By passing such reforms, Republican lawmakers were responding to actions taken by Democrats, unelected public health officials, and Democrat-friendly judges to overhaul state election rules ahead of 2020. If you wanted to be disingenuous about it, you could argue that Democrats staged a “bloodless, legalized” insurrection before the 2020 election even took place.

That’s why the Times and the rest of the corporate press want so badly to talk about Jan. 6 instead of getting into the nitty gritty of what these Republican-passed election reforms actually do. You’ll notice the media always describe these laws as “restricting voter access,” even when they do no such thing. The entire conversation is a bit of legerdemain, nothing more. That’s why you’ll never read a piece in the corporate press about how Georgia’s new election law, which President Joe Biden called “Jim Crow on steroids,” actually makes voting easier than it is in Biden’s home state of Delaware.

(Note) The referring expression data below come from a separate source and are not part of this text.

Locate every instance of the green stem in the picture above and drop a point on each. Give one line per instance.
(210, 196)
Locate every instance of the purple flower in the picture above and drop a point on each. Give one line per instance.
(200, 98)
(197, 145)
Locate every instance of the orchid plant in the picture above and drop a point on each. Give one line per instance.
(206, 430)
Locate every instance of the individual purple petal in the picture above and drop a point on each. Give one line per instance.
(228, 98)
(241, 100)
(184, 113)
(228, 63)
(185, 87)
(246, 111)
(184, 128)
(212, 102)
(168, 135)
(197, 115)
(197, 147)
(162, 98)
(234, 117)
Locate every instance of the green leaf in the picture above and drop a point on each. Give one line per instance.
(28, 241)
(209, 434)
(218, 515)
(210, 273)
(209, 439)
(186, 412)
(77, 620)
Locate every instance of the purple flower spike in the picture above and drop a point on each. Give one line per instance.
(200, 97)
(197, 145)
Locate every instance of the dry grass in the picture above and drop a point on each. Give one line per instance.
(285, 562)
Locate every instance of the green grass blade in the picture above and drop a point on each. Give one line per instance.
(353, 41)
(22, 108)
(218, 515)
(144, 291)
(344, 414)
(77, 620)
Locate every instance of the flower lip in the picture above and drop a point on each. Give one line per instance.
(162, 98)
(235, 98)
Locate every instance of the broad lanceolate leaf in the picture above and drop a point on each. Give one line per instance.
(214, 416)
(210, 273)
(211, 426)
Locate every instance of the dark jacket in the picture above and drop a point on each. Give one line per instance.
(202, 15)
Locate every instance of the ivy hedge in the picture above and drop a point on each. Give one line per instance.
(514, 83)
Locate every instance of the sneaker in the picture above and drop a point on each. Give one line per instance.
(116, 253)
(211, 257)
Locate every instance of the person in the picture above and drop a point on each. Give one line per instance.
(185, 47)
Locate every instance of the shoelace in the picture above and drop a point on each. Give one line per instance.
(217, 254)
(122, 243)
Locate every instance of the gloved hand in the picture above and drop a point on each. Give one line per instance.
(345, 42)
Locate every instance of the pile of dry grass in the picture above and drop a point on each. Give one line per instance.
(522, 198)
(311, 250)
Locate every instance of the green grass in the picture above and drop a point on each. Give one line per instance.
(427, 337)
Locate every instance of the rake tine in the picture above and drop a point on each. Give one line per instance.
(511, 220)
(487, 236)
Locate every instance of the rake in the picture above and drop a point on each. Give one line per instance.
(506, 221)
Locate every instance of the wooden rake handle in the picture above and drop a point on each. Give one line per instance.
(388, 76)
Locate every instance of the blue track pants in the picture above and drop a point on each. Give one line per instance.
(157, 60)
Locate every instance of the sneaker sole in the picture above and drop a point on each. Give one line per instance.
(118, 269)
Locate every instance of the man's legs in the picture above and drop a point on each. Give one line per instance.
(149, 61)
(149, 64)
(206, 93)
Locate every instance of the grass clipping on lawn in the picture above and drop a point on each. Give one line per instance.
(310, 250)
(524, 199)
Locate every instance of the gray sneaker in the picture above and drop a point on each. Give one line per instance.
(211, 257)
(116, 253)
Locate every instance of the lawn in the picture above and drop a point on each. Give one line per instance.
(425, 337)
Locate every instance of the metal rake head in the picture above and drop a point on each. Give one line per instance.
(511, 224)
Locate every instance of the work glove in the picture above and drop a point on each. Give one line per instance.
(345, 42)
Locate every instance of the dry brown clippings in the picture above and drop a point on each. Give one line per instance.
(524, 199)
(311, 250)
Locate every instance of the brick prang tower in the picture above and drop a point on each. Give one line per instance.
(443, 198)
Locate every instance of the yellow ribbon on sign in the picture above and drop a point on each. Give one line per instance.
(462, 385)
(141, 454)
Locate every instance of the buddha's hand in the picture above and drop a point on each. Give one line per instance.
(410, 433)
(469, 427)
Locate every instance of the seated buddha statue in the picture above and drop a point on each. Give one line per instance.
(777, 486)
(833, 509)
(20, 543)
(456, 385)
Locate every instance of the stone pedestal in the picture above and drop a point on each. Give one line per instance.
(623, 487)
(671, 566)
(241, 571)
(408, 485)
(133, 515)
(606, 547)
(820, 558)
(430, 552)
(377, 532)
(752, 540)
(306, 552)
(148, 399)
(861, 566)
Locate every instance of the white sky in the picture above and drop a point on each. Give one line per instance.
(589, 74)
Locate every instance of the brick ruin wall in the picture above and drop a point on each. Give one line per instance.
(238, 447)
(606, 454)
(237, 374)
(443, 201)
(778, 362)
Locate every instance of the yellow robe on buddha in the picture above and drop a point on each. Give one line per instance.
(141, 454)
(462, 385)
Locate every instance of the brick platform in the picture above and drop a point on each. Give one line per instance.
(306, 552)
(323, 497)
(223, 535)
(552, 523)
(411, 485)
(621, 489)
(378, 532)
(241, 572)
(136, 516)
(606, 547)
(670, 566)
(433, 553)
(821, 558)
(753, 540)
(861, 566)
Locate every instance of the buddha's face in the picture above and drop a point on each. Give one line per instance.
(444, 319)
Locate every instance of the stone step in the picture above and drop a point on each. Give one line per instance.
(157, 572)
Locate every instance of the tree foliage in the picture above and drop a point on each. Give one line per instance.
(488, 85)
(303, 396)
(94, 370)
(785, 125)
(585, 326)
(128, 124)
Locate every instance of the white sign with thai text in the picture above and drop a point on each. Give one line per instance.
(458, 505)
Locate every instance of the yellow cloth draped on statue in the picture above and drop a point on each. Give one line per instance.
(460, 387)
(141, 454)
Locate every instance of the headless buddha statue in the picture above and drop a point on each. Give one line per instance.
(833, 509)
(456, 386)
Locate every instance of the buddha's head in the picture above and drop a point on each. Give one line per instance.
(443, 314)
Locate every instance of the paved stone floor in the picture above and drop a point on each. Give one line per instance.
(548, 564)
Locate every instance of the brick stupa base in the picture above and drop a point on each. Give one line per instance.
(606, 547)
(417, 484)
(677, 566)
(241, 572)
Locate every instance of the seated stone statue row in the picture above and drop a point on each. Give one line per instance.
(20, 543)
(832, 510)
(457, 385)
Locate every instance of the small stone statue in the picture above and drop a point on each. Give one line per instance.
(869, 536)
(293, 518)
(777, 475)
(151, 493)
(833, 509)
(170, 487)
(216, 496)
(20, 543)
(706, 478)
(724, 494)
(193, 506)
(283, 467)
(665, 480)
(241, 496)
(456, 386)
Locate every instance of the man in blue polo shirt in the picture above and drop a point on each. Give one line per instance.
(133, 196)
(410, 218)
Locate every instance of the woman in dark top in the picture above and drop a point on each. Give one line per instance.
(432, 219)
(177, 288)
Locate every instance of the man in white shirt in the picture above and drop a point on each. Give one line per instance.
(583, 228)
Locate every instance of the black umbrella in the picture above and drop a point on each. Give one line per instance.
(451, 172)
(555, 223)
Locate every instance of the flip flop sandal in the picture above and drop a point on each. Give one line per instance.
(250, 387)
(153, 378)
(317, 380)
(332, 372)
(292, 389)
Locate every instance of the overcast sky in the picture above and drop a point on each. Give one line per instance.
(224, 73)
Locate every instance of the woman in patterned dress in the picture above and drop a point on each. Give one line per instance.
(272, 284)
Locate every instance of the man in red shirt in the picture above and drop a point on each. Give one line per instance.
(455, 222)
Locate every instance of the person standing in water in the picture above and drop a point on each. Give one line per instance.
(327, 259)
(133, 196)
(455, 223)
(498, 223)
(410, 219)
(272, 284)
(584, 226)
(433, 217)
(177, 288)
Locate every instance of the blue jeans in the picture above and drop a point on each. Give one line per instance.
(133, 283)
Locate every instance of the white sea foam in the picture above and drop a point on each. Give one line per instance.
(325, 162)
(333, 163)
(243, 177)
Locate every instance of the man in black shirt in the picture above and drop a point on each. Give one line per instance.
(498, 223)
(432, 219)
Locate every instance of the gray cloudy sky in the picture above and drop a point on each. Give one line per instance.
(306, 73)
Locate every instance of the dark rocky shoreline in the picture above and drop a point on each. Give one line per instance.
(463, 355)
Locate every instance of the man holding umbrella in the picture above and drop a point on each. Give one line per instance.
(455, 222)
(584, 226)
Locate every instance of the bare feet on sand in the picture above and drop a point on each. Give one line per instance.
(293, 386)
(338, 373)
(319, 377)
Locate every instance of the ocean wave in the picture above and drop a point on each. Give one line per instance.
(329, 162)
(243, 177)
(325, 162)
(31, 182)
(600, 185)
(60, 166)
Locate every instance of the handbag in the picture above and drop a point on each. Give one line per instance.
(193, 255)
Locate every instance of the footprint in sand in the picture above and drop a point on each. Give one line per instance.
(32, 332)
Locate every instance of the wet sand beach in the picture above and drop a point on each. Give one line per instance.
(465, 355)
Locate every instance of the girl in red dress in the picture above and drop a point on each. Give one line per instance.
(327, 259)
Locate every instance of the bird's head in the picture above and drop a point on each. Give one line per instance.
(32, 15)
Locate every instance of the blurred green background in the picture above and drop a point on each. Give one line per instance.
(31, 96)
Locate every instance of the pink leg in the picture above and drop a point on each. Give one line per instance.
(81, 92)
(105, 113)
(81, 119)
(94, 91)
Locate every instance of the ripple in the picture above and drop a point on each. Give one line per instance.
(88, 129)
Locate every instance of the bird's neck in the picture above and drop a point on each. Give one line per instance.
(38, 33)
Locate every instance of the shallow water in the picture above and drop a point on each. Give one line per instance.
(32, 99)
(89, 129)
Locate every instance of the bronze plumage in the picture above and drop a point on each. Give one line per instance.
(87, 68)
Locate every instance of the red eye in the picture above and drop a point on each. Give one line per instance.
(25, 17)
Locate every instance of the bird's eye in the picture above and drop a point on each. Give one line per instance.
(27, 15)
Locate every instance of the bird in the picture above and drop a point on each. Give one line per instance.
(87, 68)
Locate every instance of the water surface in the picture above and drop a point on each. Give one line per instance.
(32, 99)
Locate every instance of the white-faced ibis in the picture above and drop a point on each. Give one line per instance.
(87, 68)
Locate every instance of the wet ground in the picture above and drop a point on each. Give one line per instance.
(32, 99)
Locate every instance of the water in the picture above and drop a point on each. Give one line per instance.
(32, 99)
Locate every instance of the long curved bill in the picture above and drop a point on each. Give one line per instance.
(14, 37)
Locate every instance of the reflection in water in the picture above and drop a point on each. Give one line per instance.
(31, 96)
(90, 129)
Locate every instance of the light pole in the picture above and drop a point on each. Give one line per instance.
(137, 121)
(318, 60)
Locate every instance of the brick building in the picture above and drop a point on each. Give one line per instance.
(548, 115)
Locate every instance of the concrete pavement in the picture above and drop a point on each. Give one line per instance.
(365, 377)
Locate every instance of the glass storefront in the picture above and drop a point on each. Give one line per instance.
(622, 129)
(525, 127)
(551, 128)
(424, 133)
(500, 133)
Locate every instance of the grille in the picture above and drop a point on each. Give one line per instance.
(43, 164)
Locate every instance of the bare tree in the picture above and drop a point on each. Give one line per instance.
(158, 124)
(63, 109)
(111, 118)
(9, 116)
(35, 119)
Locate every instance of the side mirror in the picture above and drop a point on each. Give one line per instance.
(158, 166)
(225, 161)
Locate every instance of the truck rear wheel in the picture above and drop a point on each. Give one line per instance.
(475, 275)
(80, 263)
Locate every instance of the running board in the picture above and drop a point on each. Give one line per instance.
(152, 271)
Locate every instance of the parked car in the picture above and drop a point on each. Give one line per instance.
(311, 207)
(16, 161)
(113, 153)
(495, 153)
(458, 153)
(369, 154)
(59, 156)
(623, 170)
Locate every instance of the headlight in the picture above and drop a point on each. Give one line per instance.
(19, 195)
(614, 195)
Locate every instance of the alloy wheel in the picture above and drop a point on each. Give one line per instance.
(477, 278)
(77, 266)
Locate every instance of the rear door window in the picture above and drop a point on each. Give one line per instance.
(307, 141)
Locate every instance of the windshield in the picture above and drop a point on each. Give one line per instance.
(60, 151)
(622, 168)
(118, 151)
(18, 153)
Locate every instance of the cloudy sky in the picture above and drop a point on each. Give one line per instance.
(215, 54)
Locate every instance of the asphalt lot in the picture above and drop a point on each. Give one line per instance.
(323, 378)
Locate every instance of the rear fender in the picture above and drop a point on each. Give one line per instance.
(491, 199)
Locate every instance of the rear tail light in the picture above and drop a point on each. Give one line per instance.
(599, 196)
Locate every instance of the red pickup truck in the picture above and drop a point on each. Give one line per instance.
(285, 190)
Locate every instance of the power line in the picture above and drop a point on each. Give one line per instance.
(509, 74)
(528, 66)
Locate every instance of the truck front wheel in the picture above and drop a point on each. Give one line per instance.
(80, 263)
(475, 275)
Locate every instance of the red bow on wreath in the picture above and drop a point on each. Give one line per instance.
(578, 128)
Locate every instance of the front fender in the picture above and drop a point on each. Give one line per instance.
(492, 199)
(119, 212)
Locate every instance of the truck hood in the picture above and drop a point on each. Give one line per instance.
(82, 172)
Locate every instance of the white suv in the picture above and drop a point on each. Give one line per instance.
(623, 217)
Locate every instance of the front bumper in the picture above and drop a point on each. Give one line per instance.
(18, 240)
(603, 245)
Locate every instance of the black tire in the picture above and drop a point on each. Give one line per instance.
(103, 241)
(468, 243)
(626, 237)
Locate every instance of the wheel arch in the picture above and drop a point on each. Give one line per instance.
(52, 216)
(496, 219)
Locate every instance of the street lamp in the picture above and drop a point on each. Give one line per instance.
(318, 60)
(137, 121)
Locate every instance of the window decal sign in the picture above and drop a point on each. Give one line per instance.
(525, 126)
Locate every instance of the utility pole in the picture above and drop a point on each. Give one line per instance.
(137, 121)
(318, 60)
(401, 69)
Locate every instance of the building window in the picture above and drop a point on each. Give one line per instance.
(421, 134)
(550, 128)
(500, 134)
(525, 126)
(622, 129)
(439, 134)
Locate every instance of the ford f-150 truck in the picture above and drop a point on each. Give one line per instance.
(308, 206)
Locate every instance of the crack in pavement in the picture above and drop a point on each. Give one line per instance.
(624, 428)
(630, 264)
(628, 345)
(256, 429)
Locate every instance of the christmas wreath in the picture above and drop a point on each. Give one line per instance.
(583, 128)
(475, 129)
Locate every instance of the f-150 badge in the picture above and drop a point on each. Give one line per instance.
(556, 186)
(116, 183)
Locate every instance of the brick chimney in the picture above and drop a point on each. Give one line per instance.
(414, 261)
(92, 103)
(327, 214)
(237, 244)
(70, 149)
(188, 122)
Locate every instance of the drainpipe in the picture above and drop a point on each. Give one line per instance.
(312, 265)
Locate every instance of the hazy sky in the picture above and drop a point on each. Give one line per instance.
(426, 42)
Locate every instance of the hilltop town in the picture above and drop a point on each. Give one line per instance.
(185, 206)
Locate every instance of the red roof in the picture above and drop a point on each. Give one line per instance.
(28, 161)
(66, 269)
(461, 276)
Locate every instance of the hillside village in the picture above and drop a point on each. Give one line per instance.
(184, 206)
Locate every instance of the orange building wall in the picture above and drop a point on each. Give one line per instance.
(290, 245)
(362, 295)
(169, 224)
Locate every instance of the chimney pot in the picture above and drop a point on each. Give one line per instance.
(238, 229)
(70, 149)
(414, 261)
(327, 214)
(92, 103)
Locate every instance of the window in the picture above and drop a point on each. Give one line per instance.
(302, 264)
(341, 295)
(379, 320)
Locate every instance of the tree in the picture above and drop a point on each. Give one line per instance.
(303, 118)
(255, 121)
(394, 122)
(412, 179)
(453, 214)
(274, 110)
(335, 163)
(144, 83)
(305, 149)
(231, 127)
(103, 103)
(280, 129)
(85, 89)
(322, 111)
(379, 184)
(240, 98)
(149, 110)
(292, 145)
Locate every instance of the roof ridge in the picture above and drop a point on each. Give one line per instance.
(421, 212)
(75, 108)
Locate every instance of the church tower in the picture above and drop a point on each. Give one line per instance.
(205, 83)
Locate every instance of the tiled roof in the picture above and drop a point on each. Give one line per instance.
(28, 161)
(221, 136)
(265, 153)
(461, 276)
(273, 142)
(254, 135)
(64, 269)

Remember that when you read breathless remembrances of the Jan. 6 riot at the U.S. Capitol this week. Yes, the riot was bad and should have been put down with overwhelming force — just as the riots all throughout the summer and fall of 2020 should have been.

But the actions of a relatively small group of rioters that day have absolutely nothing to do with the perfectly valid efforts of GOP lawmakers to ensure that election rules are not changed at the last minute by unelected judges or public health officials. Equating the two, pretending they share a common cause and motivation, is a way to discredit the valid arguments of Republicans, smear them as “insurrectionists,” and eventually justify efforts to silence them.